Santander is quite an innovative bank so it tends to be an early adopter for new technologies in order to improve the value proposition for clients. There’s no question within the bank that distributed ledgers is one of those technologies. Transparency in payments is a game-changer—to be able to know when and how much money arrive and knowing the exact fees that are being charged. If you can do that in real-time, even better. Given that we have ten major geographies that have their own treasuries, to be able to create a network across these banks adds an incredible amount of value for clients.

It’s a testing time for banks currently with the finance industry seemingly at a crossroads. We’re also seeing increasing competition from new entrants in the space. Where do you see banks in this uncertain future?

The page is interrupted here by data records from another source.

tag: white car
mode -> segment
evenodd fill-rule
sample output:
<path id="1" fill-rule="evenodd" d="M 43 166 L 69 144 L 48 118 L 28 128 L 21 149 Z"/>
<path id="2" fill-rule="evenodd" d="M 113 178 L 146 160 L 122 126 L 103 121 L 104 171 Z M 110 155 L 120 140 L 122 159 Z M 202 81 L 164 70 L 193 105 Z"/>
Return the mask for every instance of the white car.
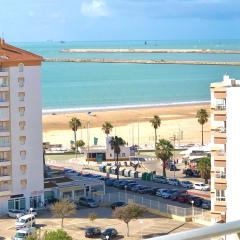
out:
<path id="1" fill-rule="evenodd" d="M 8 216 L 11 218 L 19 218 L 24 215 L 23 210 L 9 210 L 8 211 Z"/>
<path id="2" fill-rule="evenodd" d="M 168 183 L 170 185 L 173 185 L 173 186 L 178 186 L 179 185 L 179 181 L 177 179 L 175 179 L 175 178 L 169 178 L 168 179 Z"/>
<path id="3" fill-rule="evenodd" d="M 16 231 L 16 234 L 13 237 L 13 239 L 14 240 L 25 240 L 25 239 L 28 239 L 28 237 L 33 236 L 35 234 L 36 234 L 35 227 L 22 228 L 22 229 Z"/>
<path id="4" fill-rule="evenodd" d="M 190 181 L 181 181 L 180 185 L 184 188 L 193 188 L 193 183 Z"/>
<path id="5" fill-rule="evenodd" d="M 194 189 L 200 190 L 200 191 L 209 191 L 210 187 L 204 183 L 195 183 Z"/>

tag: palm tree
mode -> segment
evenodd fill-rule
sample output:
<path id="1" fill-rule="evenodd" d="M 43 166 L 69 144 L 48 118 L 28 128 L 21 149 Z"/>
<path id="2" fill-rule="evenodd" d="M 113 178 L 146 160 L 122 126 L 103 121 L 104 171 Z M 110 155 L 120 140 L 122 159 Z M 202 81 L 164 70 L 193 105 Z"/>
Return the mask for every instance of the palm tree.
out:
<path id="1" fill-rule="evenodd" d="M 102 130 L 107 135 L 107 137 L 108 137 L 109 133 L 112 131 L 112 129 L 113 129 L 113 125 L 110 122 L 105 122 L 102 125 Z"/>
<path id="2" fill-rule="evenodd" d="M 78 140 L 76 142 L 77 150 L 78 150 L 78 148 L 80 148 L 80 150 L 81 150 L 81 148 L 84 147 L 84 146 L 85 146 L 85 142 L 83 140 Z"/>
<path id="3" fill-rule="evenodd" d="M 205 183 L 208 183 L 211 172 L 211 159 L 209 157 L 201 158 L 197 163 L 197 169 L 200 172 L 201 177 L 205 180 Z"/>
<path id="4" fill-rule="evenodd" d="M 199 109 L 196 114 L 198 122 L 202 125 L 202 146 L 203 146 L 203 125 L 208 121 L 209 115 L 206 109 Z"/>
<path id="5" fill-rule="evenodd" d="M 160 139 L 156 144 L 156 157 L 162 160 L 163 176 L 166 177 L 166 163 L 173 156 L 174 147 L 166 139 Z"/>
<path id="6" fill-rule="evenodd" d="M 76 153 L 76 158 L 77 158 L 77 130 L 79 127 L 81 127 L 81 121 L 78 118 L 72 118 L 69 122 L 70 128 L 73 130 L 74 133 L 74 143 L 75 143 L 75 153 Z"/>
<path id="7" fill-rule="evenodd" d="M 157 115 L 153 117 L 153 119 L 150 120 L 150 123 L 152 124 L 154 130 L 155 130 L 155 148 L 157 145 L 157 129 L 161 126 L 161 118 Z"/>
<path id="8" fill-rule="evenodd" d="M 109 143 L 111 145 L 111 149 L 114 151 L 114 158 L 115 158 L 115 155 L 117 156 L 117 159 L 116 159 L 115 163 L 116 163 L 116 166 L 117 166 L 117 179 L 119 179 L 118 155 L 121 152 L 121 146 L 125 145 L 125 141 L 121 137 L 115 136 L 115 137 L 111 138 Z"/>

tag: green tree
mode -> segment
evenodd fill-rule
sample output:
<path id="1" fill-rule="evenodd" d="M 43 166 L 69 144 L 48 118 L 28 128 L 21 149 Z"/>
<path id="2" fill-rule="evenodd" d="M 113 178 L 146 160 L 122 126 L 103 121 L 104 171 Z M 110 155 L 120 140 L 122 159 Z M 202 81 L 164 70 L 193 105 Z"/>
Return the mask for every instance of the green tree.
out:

There’s been this narrative, where it’s fintech startups versus incumbent banks. To me, that’s fairly naive. There’s a tremendous opportunity for collaboration. Fintech startups are enablers for growth and vice versa.

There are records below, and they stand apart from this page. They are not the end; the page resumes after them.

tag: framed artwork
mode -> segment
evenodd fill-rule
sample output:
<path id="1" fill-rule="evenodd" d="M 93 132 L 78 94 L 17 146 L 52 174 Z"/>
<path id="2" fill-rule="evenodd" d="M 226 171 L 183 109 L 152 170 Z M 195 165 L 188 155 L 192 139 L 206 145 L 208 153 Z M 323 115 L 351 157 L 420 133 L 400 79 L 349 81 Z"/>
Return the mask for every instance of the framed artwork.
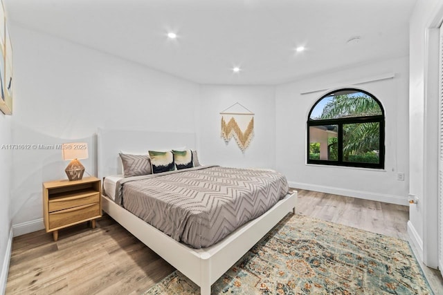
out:
<path id="1" fill-rule="evenodd" d="M 3 1 L 0 5 L 0 110 L 12 114 L 12 46 Z"/>

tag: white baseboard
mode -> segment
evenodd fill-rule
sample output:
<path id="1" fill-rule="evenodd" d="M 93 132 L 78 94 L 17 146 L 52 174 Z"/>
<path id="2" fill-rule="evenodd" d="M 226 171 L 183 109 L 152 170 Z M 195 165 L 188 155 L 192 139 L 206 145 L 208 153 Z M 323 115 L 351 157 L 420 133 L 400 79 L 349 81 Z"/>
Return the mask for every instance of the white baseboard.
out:
<path id="1" fill-rule="evenodd" d="M 321 193 L 334 193 L 334 195 L 345 196 L 347 197 L 358 198 L 359 199 L 370 200 L 372 201 L 383 202 L 390 204 L 409 206 L 408 197 L 399 196 L 386 195 L 383 193 L 371 193 L 368 191 L 356 191 L 353 189 L 341 189 L 339 187 L 326 187 L 323 185 L 311 184 L 289 181 L 289 187 L 297 189 L 307 189 L 309 191 L 320 191 Z"/>
<path id="2" fill-rule="evenodd" d="M 408 234 L 410 242 L 417 250 L 420 261 L 423 261 L 423 240 L 419 236 L 410 220 L 408 221 Z"/>
<path id="3" fill-rule="evenodd" d="M 9 237 L 8 238 L 8 245 L 6 245 L 6 251 L 5 251 L 5 258 L 3 260 L 1 267 L 1 274 L 0 274 L 0 294 L 4 294 L 6 292 L 6 282 L 8 281 L 8 273 L 9 272 L 9 262 L 11 260 L 11 251 L 12 250 L 12 228 L 9 231 Z"/>
<path id="4" fill-rule="evenodd" d="M 26 222 L 19 223 L 18 225 L 12 225 L 14 236 L 24 235 L 25 234 L 32 233 L 44 229 L 44 223 L 43 222 L 43 218 L 26 221 Z"/>

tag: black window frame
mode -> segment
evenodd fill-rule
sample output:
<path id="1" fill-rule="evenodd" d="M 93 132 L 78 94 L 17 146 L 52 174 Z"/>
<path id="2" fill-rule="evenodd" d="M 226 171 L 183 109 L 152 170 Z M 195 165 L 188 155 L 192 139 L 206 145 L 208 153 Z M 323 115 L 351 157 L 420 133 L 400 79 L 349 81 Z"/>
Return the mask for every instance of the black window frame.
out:
<path id="1" fill-rule="evenodd" d="M 374 100 L 377 102 L 377 103 L 380 106 L 380 109 L 381 110 L 381 115 L 365 116 L 365 117 L 343 117 L 343 118 L 338 118 L 338 119 L 310 120 L 311 114 L 312 113 L 314 108 L 316 107 L 317 104 L 318 104 L 321 100 L 323 100 L 323 99 L 325 99 L 328 96 L 330 96 L 333 93 L 336 93 L 340 91 L 350 91 L 361 92 L 372 97 Z M 379 124 L 379 134 L 380 134 L 379 143 L 379 163 L 362 163 L 362 162 L 356 162 L 343 161 L 343 125 L 347 124 L 372 123 L 372 122 L 377 122 Z M 310 149 L 309 127 L 314 126 L 325 126 L 325 125 L 326 126 L 337 125 L 337 127 L 338 127 L 337 128 L 338 129 L 338 134 L 337 134 L 338 160 L 337 161 L 309 159 L 309 149 Z M 380 101 L 371 93 L 367 91 L 363 91 L 361 89 L 352 88 L 337 89 L 327 93 L 326 95 L 322 96 L 319 99 L 318 99 L 316 102 L 316 103 L 314 104 L 314 105 L 312 106 L 312 108 L 311 108 L 311 111 L 308 114 L 307 126 L 307 153 L 307 153 L 306 158 L 307 158 L 307 164 L 384 169 L 385 168 L 385 111 Z"/>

We can enable startups to grow and scale up and get to maturity. And in turn, these startups can help us serve our clients better products and services, to provide a better overall experience. We have the balance sheet, the risk management and the experience. We already have infrastructure that works and that is heavily regulated. Custody of assets will take quite a while to replace.

There’s talk about the Uber-ization of banking. Blythe Masters said it pretty accurately. It’s one thing to get a ride to Brooklyn. It’s another thing to trust your life savings with a fintech startup that isn’t FDIC insured. So there will be a symbiotic relationship between new startups and existing players.

Where do you see us in five years?

I expect to see five years from now, Ripple being part of this ecosystem the same that Visa, Mastercard and First Data are—where it’s become part of the very fabric of financial services. That will be true for Ripple but also players in the lending space, the big data space and a number of other areas.

What are the biggest challenges for banks in that time?

Legacy systems, regulations and an incumbent mentality. What I like about Santander is that we see ourselves as a challenger bank even in geographies where we are top 3 or top 4. There are banks that look at the space and they might have the idea that things won’t change or that it’s a passing fad. That’s the biggest risk, not seeing that your institution needs to adapt to a new, rapidly changing environment.